Dragalevtsi Monastery

The Dragalewzi Monastery ( Bulgarian Драгалевски манастир ) is a monastery of the Bulgarian Orthodox Church and is located on the northern foothills of Vitosha Mountain near Dragalewzi, a neighborhood of the Bulgarian capital Sofia. It is dedicated to the Holy Mother of God.

It is believed that the monastery was founded in 1345 by the Bulgarian Tsar Ivan Alexander. Here, the monastery was directly subordinated to the Bulgarian Patriarch. For the first time the monastery was first mentioned in 1371 in the Vitosha certificate, which was issued on behalf of the Bulgarian Tsar Ivan Schischman as Tsar monastery.
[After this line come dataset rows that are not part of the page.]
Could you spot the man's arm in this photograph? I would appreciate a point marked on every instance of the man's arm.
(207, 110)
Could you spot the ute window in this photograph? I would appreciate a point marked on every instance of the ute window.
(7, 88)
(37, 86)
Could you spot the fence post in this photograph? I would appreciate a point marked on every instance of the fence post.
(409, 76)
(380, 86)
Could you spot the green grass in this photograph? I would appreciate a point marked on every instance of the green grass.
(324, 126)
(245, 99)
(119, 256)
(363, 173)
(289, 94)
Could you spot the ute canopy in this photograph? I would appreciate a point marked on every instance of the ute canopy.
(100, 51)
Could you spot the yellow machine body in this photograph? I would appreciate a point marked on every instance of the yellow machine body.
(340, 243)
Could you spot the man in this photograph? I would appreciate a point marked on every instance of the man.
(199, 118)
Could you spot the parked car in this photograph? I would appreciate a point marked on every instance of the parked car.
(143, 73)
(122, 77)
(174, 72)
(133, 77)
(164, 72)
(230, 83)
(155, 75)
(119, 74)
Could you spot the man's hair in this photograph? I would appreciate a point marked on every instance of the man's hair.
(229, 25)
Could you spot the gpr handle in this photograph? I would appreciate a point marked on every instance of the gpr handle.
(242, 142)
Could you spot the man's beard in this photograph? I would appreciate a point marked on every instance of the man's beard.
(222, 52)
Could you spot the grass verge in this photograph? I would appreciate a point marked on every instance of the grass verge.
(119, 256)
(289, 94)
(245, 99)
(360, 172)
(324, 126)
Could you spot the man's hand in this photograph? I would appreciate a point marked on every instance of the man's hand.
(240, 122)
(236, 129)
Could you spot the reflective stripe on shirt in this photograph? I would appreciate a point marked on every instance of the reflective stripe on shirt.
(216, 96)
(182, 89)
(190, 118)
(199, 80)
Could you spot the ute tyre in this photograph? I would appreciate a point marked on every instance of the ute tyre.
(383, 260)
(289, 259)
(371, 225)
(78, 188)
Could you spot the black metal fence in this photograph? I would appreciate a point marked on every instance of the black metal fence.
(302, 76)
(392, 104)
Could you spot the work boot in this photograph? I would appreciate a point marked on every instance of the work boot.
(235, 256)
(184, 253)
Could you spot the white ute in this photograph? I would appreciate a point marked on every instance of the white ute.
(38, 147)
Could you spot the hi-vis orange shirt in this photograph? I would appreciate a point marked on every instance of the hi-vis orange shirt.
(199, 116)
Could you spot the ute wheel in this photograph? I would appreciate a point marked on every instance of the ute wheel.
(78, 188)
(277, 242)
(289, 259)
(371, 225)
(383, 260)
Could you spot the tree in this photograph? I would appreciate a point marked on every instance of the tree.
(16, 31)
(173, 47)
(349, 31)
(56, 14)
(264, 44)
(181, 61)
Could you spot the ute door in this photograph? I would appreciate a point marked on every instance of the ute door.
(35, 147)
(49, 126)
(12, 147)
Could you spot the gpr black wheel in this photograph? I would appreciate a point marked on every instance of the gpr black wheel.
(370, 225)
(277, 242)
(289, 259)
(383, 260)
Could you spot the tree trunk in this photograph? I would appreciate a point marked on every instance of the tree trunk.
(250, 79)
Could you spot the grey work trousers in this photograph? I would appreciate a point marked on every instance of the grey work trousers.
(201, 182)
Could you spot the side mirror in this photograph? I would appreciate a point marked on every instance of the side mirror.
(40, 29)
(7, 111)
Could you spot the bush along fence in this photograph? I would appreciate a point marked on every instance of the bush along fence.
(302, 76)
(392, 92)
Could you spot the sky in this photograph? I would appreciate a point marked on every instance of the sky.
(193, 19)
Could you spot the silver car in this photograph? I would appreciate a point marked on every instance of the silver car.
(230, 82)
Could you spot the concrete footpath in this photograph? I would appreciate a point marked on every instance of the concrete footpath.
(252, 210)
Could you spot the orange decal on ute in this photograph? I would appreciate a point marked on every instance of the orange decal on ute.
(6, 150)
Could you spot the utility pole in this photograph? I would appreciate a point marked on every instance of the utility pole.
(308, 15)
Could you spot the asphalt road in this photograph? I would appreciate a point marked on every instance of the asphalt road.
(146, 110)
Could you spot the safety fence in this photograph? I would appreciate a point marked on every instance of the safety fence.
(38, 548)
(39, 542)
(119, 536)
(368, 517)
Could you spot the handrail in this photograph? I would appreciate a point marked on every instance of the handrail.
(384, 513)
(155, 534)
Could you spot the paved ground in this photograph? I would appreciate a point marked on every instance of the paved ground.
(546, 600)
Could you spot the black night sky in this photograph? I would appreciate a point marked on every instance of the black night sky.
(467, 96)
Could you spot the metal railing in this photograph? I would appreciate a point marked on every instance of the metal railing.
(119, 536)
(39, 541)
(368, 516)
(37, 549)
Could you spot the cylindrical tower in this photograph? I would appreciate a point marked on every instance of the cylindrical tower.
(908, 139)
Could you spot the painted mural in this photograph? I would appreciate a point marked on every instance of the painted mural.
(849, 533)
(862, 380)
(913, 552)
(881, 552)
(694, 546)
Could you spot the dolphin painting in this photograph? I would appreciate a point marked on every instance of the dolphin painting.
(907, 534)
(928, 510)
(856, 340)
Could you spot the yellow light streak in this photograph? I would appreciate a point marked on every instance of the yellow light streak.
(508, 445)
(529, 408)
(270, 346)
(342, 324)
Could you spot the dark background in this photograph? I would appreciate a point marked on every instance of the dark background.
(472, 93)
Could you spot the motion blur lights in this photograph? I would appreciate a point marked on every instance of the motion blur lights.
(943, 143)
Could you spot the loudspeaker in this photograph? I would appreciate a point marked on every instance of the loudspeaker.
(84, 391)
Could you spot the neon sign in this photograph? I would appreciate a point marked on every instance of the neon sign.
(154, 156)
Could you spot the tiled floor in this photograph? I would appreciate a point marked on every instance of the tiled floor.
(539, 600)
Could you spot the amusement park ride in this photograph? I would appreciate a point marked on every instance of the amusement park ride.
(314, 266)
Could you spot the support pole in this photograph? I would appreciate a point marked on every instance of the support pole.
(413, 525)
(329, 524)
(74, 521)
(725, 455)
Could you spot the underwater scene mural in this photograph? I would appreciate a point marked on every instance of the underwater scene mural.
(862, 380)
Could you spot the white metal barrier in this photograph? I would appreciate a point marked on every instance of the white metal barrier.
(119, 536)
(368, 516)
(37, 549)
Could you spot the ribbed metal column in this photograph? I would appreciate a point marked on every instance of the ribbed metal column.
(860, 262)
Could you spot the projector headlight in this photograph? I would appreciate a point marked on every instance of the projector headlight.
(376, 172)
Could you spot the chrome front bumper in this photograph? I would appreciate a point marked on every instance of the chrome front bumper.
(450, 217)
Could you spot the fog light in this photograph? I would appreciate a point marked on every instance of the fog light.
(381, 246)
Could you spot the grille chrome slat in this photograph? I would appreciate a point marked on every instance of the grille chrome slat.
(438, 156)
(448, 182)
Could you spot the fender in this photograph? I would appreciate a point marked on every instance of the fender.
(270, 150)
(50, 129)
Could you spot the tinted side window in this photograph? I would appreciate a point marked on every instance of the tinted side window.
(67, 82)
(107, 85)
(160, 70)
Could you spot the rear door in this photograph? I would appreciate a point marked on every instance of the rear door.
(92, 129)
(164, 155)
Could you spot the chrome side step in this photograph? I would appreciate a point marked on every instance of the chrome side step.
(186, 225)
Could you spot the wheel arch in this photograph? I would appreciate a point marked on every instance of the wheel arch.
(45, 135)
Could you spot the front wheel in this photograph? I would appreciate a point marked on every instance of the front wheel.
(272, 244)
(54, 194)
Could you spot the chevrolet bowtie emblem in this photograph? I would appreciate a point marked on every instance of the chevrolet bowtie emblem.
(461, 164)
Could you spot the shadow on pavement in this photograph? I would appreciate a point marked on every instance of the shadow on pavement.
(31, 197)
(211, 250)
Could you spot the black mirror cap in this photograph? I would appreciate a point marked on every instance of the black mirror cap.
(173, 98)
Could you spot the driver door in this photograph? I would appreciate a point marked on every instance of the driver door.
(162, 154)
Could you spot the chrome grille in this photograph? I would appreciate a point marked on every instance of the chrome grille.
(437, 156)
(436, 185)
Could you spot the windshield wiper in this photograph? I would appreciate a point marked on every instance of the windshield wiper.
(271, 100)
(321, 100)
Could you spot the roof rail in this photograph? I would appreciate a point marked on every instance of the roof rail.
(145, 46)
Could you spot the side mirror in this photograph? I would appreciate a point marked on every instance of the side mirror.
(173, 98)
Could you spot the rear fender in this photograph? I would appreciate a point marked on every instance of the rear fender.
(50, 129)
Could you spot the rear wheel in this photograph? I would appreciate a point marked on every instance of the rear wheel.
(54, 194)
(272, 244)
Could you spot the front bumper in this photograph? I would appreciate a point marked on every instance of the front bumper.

The monastery grew in the aftermath of a complex consisting of the monastery church, residential and commercial buildings.

After the capture of Sofia by the Ottoman Turks in 1382, the monastery was destroyed. Only in the second half of the 15th century, it was rebuilt, but then quickly evolved into a writing center of Bulgarian culture. Today, from the complex, only the monastery church received.

Abbey

The monastery church is a nave, einapsisigen 5 x 12 m building with a ring of chapels dar. Stylistically it is together with the other churches to Sofia, which originated in the 15th century, as seen in a group: the monastic churches of the monasteries Kremikovtsi and Karlukowo, the Sofia church Sveta Petka Samardschijska, the church Sveta Petka in Balscha and other churches in the Struma valley. The oldest frescoes of the church date from 1476 and were made by painters of the school of Ohrid.